Adán y Eva, y con ellos todos los «expatriados» de la historia, cuentan con la memoria como recurso para mantener y detener el ámbito desaparecido. Uno de los imperativos bíblicos es el de la memoria (palabra que aparece mencionada no menos de ciento sesenta y nueve veces en la Biblia, referida tanto a Dios como al pueblo de Israel). La memoria es uno de los modos de la continuidad del ámbito desaparecido. Si la memoria quiere ser trasmitida debe contar, a su vez, con la capacidad relatora. Quien relata, conserva. Quien relata, inventa. Quien inventa, modifica y/o se hace preguntas. Como el protagonista de Biarritz que tiene que viajar a las playas de esa ciudad en noviembre y a quien su editor le dice: Ya no estás más en el Caribe. En este país el sol y el mar son otra cosa. ¿Qué significa un paisaje como la playa en invierno cuando uno es extranjero? ¿Qué hay en el metro de París? ¿Cómo es la ciudad de México vista por un ciego? Esos son algunos de los interrogantes que Rodrigo Blanco Calderón enlaza en sus cuentos. En su literatura nada es lo que parece. Los paisajes se resignifican, la arquitectura conocida se resignifica. La condición de extranjero puede ser un estado de ánimo tan profundo y poderoso como lo puede ser cualquier otro de los afectos por todos conocidos: el amor, el odio, la pasión.
Al desplazamiento físico de Blanco Calderón hay que unir el histórico-informacional. Por ejemplo, la historia de los atentados de París se cuela en mi cuento favorito, Los locos de París. Y los cuadros de Goya y La odalisca de Matisse son cruciales en Los terneros.
Para un escritor «la Patria» son también sus lecturas: Cervantes, Hugo, Dante, Petrarca, Corso, Burroughs, Machado de Assis, Woolf, Kundera, Saint-Exupéry son algunos de los autores que aparecen en los cuentos de Los terneros y que enlazan literatura y vida tan simple y delicadamente. Y hasta hace un cameo, como Hitchcock, el gran Borges. Para el escritor argentino el hecho estético es la inminencia de una revelación que no se produce; Blanco Calderón reformula el principio y le hace decir a uno de los personajes más encantadores de todo el libro: he descubierto que una buena novela es eso: la inminencia de un ataque de zombis que no se produce.
Por último, y luego de destacar lo posnacional y lo metaliterario en este libro, quiero hablar de la belleza narrativa.
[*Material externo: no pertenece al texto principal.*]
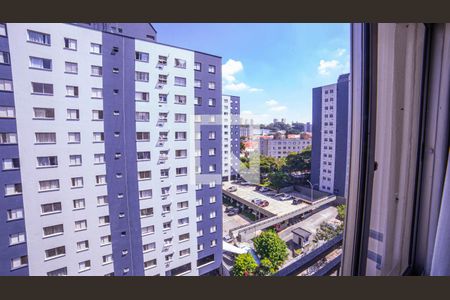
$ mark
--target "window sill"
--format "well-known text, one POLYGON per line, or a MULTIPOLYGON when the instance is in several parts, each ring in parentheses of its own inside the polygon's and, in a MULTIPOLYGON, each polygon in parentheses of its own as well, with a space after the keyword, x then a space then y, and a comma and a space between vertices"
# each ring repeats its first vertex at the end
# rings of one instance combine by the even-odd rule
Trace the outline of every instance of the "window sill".
POLYGON ((180 228, 180 227, 185 227, 185 226, 188 226, 189 225, 189 223, 187 223, 187 224, 182 224, 182 225, 178 225, 178 228, 180 228))
POLYGON ((77 49, 72 49, 72 48, 67 48, 67 47, 63 47, 64 50, 70 50, 70 51, 77 51, 77 49))
POLYGON ((102 263, 102 266, 106 266, 106 265, 109 265, 109 264, 112 264, 112 263, 113 263, 112 261, 104 262, 104 263, 102 263))
POLYGON ((75 251, 76 253, 80 253, 80 252, 84 252, 84 251, 88 251, 89 250, 89 248, 86 248, 86 249, 81 249, 81 250, 77 250, 77 251, 75 251))
POLYGON ((54 259, 61 258, 61 257, 64 257, 64 256, 66 256, 66 255, 65 254, 55 255, 55 256, 52 256, 52 257, 45 258, 44 261, 54 260, 54 259))
MULTIPOLYGON (((13 119, 13 118, 8 118, 13 119)), ((33 120, 54 121, 55 118, 33 118, 33 120)))
POLYGON ((104 227, 104 226, 109 226, 111 223, 106 223, 106 224, 99 224, 98 227, 104 227))
POLYGON ((155 234, 155 233, 154 232, 144 233, 141 236, 152 235, 152 234, 155 234))
POLYGON ((52 69, 35 68, 35 67, 28 67, 28 69, 30 69, 30 70, 38 70, 38 71, 47 71, 47 72, 51 72, 52 71, 52 69))
POLYGON ((72 211, 83 210, 83 209, 85 209, 85 207, 74 208, 74 209, 72 209, 72 211))
POLYGON ((39 190, 38 193, 47 193, 47 192, 55 192, 55 191, 59 191, 59 188, 57 189, 50 189, 50 190, 39 190))
POLYGON ((66 95, 66 98, 78 98, 77 95, 66 95))
POLYGON ((91 97, 91 99, 103 99, 103 97, 91 97))
POLYGON ((7 171, 17 171, 20 170, 20 168, 11 168, 11 169, 3 169, 3 172, 7 172, 7 171))
MULTIPOLYGON (((17 144, 17 143, 16 143, 17 144)), ((35 145, 55 145, 56 144, 56 142, 49 142, 49 143, 39 143, 39 142, 36 142, 36 143, 34 143, 35 145)))
POLYGON ((75 231, 75 232, 79 232, 79 231, 85 231, 85 230, 87 230, 87 228, 83 228, 83 229, 75 229, 74 231, 75 231))
POLYGON ((57 168, 58 165, 56 166, 37 166, 36 169, 49 169, 49 168, 57 168))
POLYGON ((80 274, 80 273, 84 273, 84 272, 86 272, 86 271, 89 271, 91 268, 86 268, 86 269, 83 269, 83 270, 79 270, 78 271, 78 274, 80 274))
POLYGON ((22 269, 22 268, 25 268, 25 267, 28 267, 28 264, 26 264, 26 265, 21 265, 21 266, 15 267, 15 268, 11 268, 10 270, 11 270, 11 271, 15 271, 15 270, 19 270, 19 269, 22 269))
POLYGON ((59 210, 59 211, 52 211, 52 212, 48 212, 48 213, 41 213, 41 216, 48 216, 48 215, 60 214, 61 212, 62 212, 62 210, 59 210))
POLYGON ((80 165, 69 165, 69 167, 80 167, 81 166, 81 164, 80 165))
POLYGON ((66 119, 66 121, 80 121, 80 119, 66 119))
POLYGON ((14 246, 25 244, 25 243, 26 242, 19 242, 19 243, 9 244, 8 247, 14 247, 14 246))
POLYGON ((112 244, 112 243, 100 244, 100 247, 109 246, 109 245, 111 245, 111 244, 112 244))
POLYGON ((64 74, 78 75, 78 73, 75 73, 75 72, 64 72, 64 74))
POLYGON ((71 186, 70 189, 71 190, 76 190, 76 189, 82 189, 83 186, 71 186))

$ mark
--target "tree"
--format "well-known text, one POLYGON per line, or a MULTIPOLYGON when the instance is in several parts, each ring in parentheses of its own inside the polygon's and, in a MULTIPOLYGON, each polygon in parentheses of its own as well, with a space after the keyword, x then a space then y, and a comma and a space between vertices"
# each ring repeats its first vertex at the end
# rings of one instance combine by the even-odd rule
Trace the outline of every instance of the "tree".
POLYGON ((258 264, 250 253, 239 254, 234 261, 231 274, 233 276, 252 276, 258 264))
POLYGON ((282 171, 275 171, 269 174, 270 186, 280 192, 280 189, 290 184, 289 175, 282 171))
POLYGON ((273 264, 270 262, 268 258, 261 259, 259 266, 256 268, 256 276, 270 276, 275 273, 276 270, 273 267, 273 264))
POLYGON ((311 146, 301 152, 292 152, 286 157, 288 172, 309 172, 311 170, 311 146))
POLYGON ((268 259, 275 272, 288 257, 286 243, 278 236, 274 230, 262 232, 253 240, 256 252, 262 260, 268 259))
POLYGON ((345 204, 338 205, 337 207, 337 219, 340 221, 344 221, 345 219, 345 204))
POLYGON ((243 153, 245 151, 245 144, 242 140, 240 141, 240 151, 241 151, 241 153, 243 153))

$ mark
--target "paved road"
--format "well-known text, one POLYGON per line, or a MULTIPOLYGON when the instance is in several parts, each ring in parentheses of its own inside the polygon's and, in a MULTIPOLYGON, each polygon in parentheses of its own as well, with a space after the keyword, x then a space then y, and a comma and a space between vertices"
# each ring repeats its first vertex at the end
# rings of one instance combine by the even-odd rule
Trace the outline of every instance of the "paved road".
MULTIPOLYGON (((225 205, 222 206, 223 211, 225 210, 225 205)), ((223 213, 223 235, 229 235, 230 229, 236 228, 241 225, 250 224, 251 221, 242 215, 227 216, 223 213)))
No solo por la galería de personajes singulares que componen este libro, que gozan, en palabras de Rodrigo Blanco, de la sensualidad de las victimas sino por la infinita delicadeza en el entramado de las historias. La elipsis, la lectura equivocada de los signos, las dos historias que confluyen en un mismo cuento, como le gustaría a Piglia, todo eso hace que Rodrigo Blanco Calderón trate al lector como al detective de La muerte y la brújula de Borges. Recordemos la trama brevemente: el detective del cuento investiga una serie de muertes que adjudica a una vieja secta hebrea. Así es conducido por el asesino Scarlach y antagonista hacia el escenario de su propia muerte. El lector descubre sobre el final del relato que todos esos crímenes no son más que un montaje narrativo para atrapar al detective. También los cuentos de Rodrigo Blanco Calderón tienen una estructura oracular y fatalista: hay alguien que está ahí -generalmente un discreto narrador en primera persona- para recibir un relato. Pero hasta el final no comprende que esa historia que está por recibir es la suya y es la que definirá su destino: perder la inocencia de los terneros y reunir en su cuerpo todo el miedo de la muerte con el que se carga por puro linaje.
No me queda más que animar a los presentes a leer este libro que, por sus altas calidades literarias y la imaginación salvaje que despliega, no dejará a nadie indiferente. Muchas gracias, Rodrigo, por escribirlo.